Zoo Lite and Zoo Zero use subagents for reviews, research and browser use steps.
Using Zoo 2
Installation
Installation is covered in the Zoo repository README, but basically copy the files and run the Zoo Init skill to create those local customizations specific to your project. Look over your .zoo folder, and mine, and steal what you like; in particular, adjust the specialized reviewers under .zoo/review/ to match the areas you don’t want missed.
Zoo Zero
Not every task requires a heavy workflow, but almost every task can benefit from the machine reviewing and fixing its own shit before demanding attention from a human. For that, just prefix your instructions with the Zoo Zero skill.
Zoo Heavy
When starting on a big complex task you care much about, run Codex’s plan mode asking for a high-level plan, and iterate until you’re happy about it, then run the Zoo Heavy skill asking to implement the plan.
If you’re feeling lucky or lack human time, simply running Zoo Heavy on a complex task will also produce surprisingly reasonable results. Give it a try, especially overnight.
Often it’s easier to run revision iterations later than to invest in making a plan beforehand. “I’ll know it when I see it” approach, or more like “I’ll know it when I see something that’s definitely not it”.
Zoo Lite
For a task that’s less complex, that Codex would handle okay but not quite right, use Zoo Lite.
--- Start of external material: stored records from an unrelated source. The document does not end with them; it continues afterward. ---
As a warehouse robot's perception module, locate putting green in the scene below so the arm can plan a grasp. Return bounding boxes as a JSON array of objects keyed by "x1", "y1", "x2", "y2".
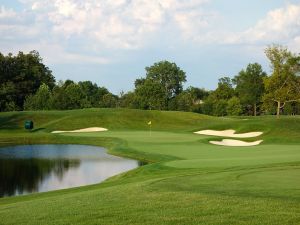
[{"x1": 0, "y1": 109, "x2": 300, "y2": 225}]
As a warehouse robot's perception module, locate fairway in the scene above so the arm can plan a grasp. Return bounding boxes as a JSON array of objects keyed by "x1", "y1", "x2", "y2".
[{"x1": 0, "y1": 109, "x2": 300, "y2": 225}]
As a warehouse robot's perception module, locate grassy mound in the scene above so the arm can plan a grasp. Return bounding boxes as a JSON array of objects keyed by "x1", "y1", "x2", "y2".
[{"x1": 0, "y1": 109, "x2": 300, "y2": 225}]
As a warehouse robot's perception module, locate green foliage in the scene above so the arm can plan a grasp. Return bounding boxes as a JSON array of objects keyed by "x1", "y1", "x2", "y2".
[
  {"x1": 24, "y1": 84, "x2": 52, "y2": 110},
  {"x1": 135, "y1": 61, "x2": 186, "y2": 109},
  {"x1": 227, "y1": 97, "x2": 242, "y2": 116},
  {"x1": 0, "y1": 51, "x2": 55, "y2": 111},
  {"x1": 234, "y1": 63, "x2": 266, "y2": 115},
  {"x1": 135, "y1": 79, "x2": 167, "y2": 110},
  {"x1": 263, "y1": 45, "x2": 300, "y2": 116}
]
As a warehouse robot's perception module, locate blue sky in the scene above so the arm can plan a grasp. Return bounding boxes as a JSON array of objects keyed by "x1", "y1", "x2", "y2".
[{"x1": 0, "y1": 0, "x2": 300, "y2": 94}]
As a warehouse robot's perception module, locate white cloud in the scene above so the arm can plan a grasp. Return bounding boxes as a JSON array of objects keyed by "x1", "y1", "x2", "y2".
[
  {"x1": 0, "y1": 6, "x2": 16, "y2": 20},
  {"x1": 226, "y1": 4, "x2": 300, "y2": 45}
]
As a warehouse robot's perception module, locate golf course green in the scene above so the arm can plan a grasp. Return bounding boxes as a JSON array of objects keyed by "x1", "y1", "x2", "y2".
[{"x1": 0, "y1": 109, "x2": 300, "y2": 225}]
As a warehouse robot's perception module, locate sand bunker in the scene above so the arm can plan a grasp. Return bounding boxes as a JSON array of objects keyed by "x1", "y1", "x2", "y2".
[
  {"x1": 194, "y1": 130, "x2": 263, "y2": 138},
  {"x1": 209, "y1": 139, "x2": 262, "y2": 147},
  {"x1": 51, "y1": 127, "x2": 107, "y2": 134}
]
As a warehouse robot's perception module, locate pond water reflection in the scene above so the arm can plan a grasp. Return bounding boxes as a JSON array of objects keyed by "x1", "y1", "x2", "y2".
[{"x1": 0, "y1": 145, "x2": 139, "y2": 197}]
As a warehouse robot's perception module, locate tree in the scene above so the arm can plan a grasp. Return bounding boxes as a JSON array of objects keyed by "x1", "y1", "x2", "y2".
[
  {"x1": 233, "y1": 63, "x2": 267, "y2": 116},
  {"x1": 214, "y1": 77, "x2": 234, "y2": 100},
  {"x1": 0, "y1": 51, "x2": 55, "y2": 111},
  {"x1": 144, "y1": 61, "x2": 186, "y2": 108},
  {"x1": 227, "y1": 96, "x2": 242, "y2": 116},
  {"x1": 24, "y1": 84, "x2": 52, "y2": 110},
  {"x1": 135, "y1": 79, "x2": 167, "y2": 110},
  {"x1": 263, "y1": 45, "x2": 300, "y2": 117}
]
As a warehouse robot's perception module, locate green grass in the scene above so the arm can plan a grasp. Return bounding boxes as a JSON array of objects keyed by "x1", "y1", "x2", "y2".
[{"x1": 0, "y1": 109, "x2": 300, "y2": 225}]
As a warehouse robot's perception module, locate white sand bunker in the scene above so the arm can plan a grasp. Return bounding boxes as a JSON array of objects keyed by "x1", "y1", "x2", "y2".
[
  {"x1": 194, "y1": 130, "x2": 263, "y2": 138},
  {"x1": 209, "y1": 139, "x2": 263, "y2": 147},
  {"x1": 51, "y1": 127, "x2": 107, "y2": 134}
]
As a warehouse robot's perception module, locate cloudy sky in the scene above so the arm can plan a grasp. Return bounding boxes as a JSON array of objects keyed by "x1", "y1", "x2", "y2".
[{"x1": 0, "y1": 0, "x2": 300, "y2": 94}]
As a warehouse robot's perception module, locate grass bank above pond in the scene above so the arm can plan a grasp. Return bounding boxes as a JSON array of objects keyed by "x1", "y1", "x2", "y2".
[{"x1": 0, "y1": 109, "x2": 300, "y2": 225}]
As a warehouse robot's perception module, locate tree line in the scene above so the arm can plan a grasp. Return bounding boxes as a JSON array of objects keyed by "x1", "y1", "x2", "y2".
[{"x1": 0, "y1": 45, "x2": 300, "y2": 116}]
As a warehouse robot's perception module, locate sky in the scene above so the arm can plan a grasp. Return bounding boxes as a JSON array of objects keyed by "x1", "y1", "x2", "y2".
[{"x1": 0, "y1": 0, "x2": 300, "y2": 94}]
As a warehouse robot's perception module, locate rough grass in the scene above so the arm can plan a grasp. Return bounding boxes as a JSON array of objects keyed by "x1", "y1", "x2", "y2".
[{"x1": 0, "y1": 109, "x2": 300, "y2": 225}]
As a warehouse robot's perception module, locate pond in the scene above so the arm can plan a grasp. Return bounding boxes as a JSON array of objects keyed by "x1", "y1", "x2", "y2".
[{"x1": 0, "y1": 145, "x2": 139, "y2": 197}]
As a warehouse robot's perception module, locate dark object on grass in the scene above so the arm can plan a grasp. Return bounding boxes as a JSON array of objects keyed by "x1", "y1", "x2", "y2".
[{"x1": 24, "y1": 120, "x2": 33, "y2": 130}]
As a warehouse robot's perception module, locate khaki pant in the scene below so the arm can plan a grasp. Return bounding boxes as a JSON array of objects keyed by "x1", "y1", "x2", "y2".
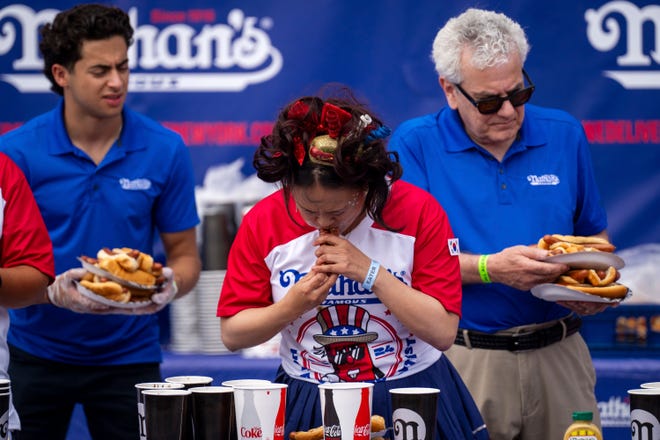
[{"x1": 445, "y1": 333, "x2": 600, "y2": 440}]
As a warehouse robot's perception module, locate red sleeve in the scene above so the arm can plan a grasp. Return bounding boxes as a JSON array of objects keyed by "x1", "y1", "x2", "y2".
[
  {"x1": 385, "y1": 181, "x2": 463, "y2": 316},
  {"x1": 0, "y1": 154, "x2": 55, "y2": 282}
]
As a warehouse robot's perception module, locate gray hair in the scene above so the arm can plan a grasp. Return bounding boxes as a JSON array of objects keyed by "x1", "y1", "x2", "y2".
[{"x1": 432, "y1": 8, "x2": 529, "y2": 84}]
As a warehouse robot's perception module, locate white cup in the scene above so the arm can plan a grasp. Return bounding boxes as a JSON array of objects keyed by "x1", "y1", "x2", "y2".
[
  {"x1": 232, "y1": 383, "x2": 288, "y2": 440},
  {"x1": 319, "y1": 382, "x2": 374, "y2": 440}
]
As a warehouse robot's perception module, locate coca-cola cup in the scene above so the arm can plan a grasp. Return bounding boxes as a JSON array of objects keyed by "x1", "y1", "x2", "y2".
[
  {"x1": 390, "y1": 387, "x2": 440, "y2": 440},
  {"x1": 135, "y1": 382, "x2": 184, "y2": 440},
  {"x1": 222, "y1": 379, "x2": 271, "y2": 440},
  {"x1": 319, "y1": 382, "x2": 374, "y2": 440},
  {"x1": 142, "y1": 389, "x2": 191, "y2": 440},
  {"x1": 628, "y1": 388, "x2": 660, "y2": 440},
  {"x1": 188, "y1": 386, "x2": 234, "y2": 440},
  {"x1": 233, "y1": 383, "x2": 288, "y2": 440}
]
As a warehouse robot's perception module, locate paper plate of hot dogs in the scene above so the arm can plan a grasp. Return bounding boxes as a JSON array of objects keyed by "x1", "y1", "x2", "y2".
[{"x1": 532, "y1": 283, "x2": 631, "y2": 304}]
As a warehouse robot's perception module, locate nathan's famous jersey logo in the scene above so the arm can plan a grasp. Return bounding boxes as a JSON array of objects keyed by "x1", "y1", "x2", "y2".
[
  {"x1": 0, "y1": 4, "x2": 283, "y2": 93},
  {"x1": 278, "y1": 269, "x2": 408, "y2": 305}
]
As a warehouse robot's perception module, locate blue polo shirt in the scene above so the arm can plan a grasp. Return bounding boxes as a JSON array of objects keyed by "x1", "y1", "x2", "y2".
[
  {"x1": 0, "y1": 101, "x2": 199, "y2": 365},
  {"x1": 389, "y1": 105, "x2": 607, "y2": 332}
]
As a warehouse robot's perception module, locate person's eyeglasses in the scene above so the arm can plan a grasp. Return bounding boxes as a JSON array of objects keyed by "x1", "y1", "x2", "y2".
[{"x1": 454, "y1": 69, "x2": 535, "y2": 115}]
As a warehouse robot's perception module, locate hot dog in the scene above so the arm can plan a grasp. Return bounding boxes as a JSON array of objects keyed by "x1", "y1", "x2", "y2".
[
  {"x1": 538, "y1": 234, "x2": 616, "y2": 255},
  {"x1": 556, "y1": 266, "x2": 628, "y2": 298},
  {"x1": 538, "y1": 234, "x2": 628, "y2": 299},
  {"x1": 80, "y1": 248, "x2": 164, "y2": 303}
]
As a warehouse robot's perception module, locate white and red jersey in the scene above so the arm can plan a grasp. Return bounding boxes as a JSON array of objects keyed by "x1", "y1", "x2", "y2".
[{"x1": 217, "y1": 181, "x2": 461, "y2": 382}]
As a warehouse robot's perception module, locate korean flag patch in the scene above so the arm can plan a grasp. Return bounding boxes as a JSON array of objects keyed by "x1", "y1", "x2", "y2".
[{"x1": 447, "y1": 238, "x2": 461, "y2": 257}]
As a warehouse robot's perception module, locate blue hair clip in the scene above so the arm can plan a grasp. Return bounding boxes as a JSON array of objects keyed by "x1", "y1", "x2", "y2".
[{"x1": 364, "y1": 125, "x2": 392, "y2": 142}]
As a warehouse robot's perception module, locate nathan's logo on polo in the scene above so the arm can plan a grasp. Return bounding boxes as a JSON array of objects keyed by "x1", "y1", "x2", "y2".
[
  {"x1": 0, "y1": 4, "x2": 283, "y2": 93},
  {"x1": 119, "y1": 178, "x2": 151, "y2": 191},
  {"x1": 447, "y1": 238, "x2": 461, "y2": 257},
  {"x1": 527, "y1": 174, "x2": 559, "y2": 186},
  {"x1": 584, "y1": 1, "x2": 660, "y2": 89}
]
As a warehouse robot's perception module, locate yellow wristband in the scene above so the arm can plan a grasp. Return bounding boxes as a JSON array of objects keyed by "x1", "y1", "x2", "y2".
[{"x1": 479, "y1": 255, "x2": 493, "y2": 284}]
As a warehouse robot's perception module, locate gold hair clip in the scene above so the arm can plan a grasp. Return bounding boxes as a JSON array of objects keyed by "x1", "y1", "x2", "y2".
[{"x1": 309, "y1": 134, "x2": 337, "y2": 166}]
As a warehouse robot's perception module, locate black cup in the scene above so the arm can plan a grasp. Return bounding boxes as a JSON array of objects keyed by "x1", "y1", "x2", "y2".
[
  {"x1": 628, "y1": 388, "x2": 660, "y2": 440},
  {"x1": 165, "y1": 376, "x2": 213, "y2": 440},
  {"x1": 135, "y1": 382, "x2": 184, "y2": 440},
  {"x1": 190, "y1": 386, "x2": 236, "y2": 440},
  {"x1": 142, "y1": 389, "x2": 191, "y2": 440},
  {"x1": 0, "y1": 389, "x2": 10, "y2": 440}
]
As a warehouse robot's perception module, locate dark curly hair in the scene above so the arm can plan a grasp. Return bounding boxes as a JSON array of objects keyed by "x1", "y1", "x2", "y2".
[
  {"x1": 39, "y1": 4, "x2": 133, "y2": 95},
  {"x1": 252, "y1": 88, "x2": 403, "y2": 229}
]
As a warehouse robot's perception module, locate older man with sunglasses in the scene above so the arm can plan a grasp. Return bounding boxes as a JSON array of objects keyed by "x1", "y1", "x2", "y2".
[{"x1": 390, "y1": 9, "x2": 607, "y2": 440}]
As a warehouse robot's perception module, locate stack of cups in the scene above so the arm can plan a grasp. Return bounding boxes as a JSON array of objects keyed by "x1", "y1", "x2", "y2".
[
  {"x1": 319, "y1": 382, "x2": 374, "y2": 440},
  {"x1": 0, "y1": 379, "x2": 11, "y2": 440},
  {"x1": 165, "y1": 376, "x2": 213, "y2": 440},
  {"x1": 233, "y1": 383, "x2": 287, "y2": 440},
  {"x1": 628, "y1": 382, "x2": 660, "y2": 439},
  {"x1": 135, "y1": 382, "x2": 183, "y2": 440},
  {"x1": 390, "y1": 387, "x2": 440, "y2": 440}
]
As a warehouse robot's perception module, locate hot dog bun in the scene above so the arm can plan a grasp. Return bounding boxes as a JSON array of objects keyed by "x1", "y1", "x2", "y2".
[
  {"x1": 80, "y1": 247, "x2": 164, "y2": 302},
  {"x1": 538, "y1": 234, "x2": 628, "y2": 299},
  {"x1": 564, "y1": 283, "x2": 628, "y2": 299},
  {"x1": 537, "y1": 234, "x2": 616, "y2": 253},
  {"x1": 80, "y1": 278, "x2": 131, "y2": 303}
]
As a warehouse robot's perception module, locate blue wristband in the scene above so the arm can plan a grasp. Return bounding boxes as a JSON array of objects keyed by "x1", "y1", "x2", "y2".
[{"x1": 362, "y1": 260, "x2": 380, "y2": 290}]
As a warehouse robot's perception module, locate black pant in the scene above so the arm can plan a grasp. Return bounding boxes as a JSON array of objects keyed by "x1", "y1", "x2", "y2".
[{"x1": 9, "y1": 345, "x2": 162, "y2": 440}]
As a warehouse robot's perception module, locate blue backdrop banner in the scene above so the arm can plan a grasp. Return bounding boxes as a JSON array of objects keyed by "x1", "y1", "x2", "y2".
[{"x1": 0, "y1": 0, "x2": 660, "y2": 249}]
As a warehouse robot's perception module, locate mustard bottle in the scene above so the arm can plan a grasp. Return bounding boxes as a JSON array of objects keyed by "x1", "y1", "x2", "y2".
[{"x1": 564, "y1": 411, "x2": 603, "y2": 440}]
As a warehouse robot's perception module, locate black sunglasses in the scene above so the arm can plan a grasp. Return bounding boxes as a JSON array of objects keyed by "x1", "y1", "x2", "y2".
[{"x1": 454, "y1": 69, "x2": 535, "y2": 115}]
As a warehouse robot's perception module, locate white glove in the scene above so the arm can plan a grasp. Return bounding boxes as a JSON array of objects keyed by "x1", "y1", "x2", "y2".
[{"x1": 48, "y1": 268, "x2": 111, "y2": 313}]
It will do all planning and implementation work at the top level, just like Codex normally does (and thus at the same speed), but will still benefit from a spec, will split into subtasks, and will run review loops, which greatly improves the result.
Review the spec file
When using Zoo Heavy and Zoo Lite, you’ll find the spec file to be a useful input when reviewing the results or ongoing work.
In particular, it has a decision log for all choices made by the LLM, and detailed acceptance criteria for the substeps that you should see materialized as commits in your repository.
The file should be under .tasks/YYYYMMDD-whatever/spec.md, see Bureau for the details on the task folders. You can provide your own location for the spec file, and it should be maintained there instead.
Revisions
To request a revision, run a Zoo skill again. It should recognize that it’s a revision and continue working with the same spec and same task directory.
Standalone skills
You can invoke Zoo Docs separately to beat some new knowledge into its stupid brain. This replaces the /hr command from Zoo 1.
Making your project AI-friendly
Important caveat: Agentic workflows are only as successful as the feedback loop you give them. You need to arrange for all parts of your app to be easily accessible for testing by AI agents.
Zoo workflows are instructed to use an AI harness mode if your app has one. If you’re running multiple agents in parallel, you need to ensure that multiple copies of your app can be run in parallel without conflicting.
Additionally, I recommend adding scenarios/fixtures available via command line that launch the app prepopulated with data, so that agents can easily land on the screens and configurations they need to test.
So how well does this work?
The resulting quality level is on par with what Claude+Zoo produced, i.e. good, but not perfect, and almost always requires several revision iterations to get to a production-ready state.
The key improvement, however, is the complexity of the tasks handled at this quality level. Zoo Heavy can be trusted to build entire features or subsystems. Once I had it run for about 12 hours, and routinely run it for 3-6 hours.
(It helps that Codex rate limits are very hard to hit on the highest plan as of 2026 Q2.)
The new flow also handles frontend tasks, and can figure out and use external web sites to test various integrations.
TODO
I would love for my workflows to handle simple tasks perfectly. Unfortunately, it seems that doing things perfectly is harder than doing complex things reasonably well. That’s why uber-review is the latest addition here. Gonna do more in this area.
I also want to introduce automatic gardening / continuous code and doc improvements in the later versions of Zoo.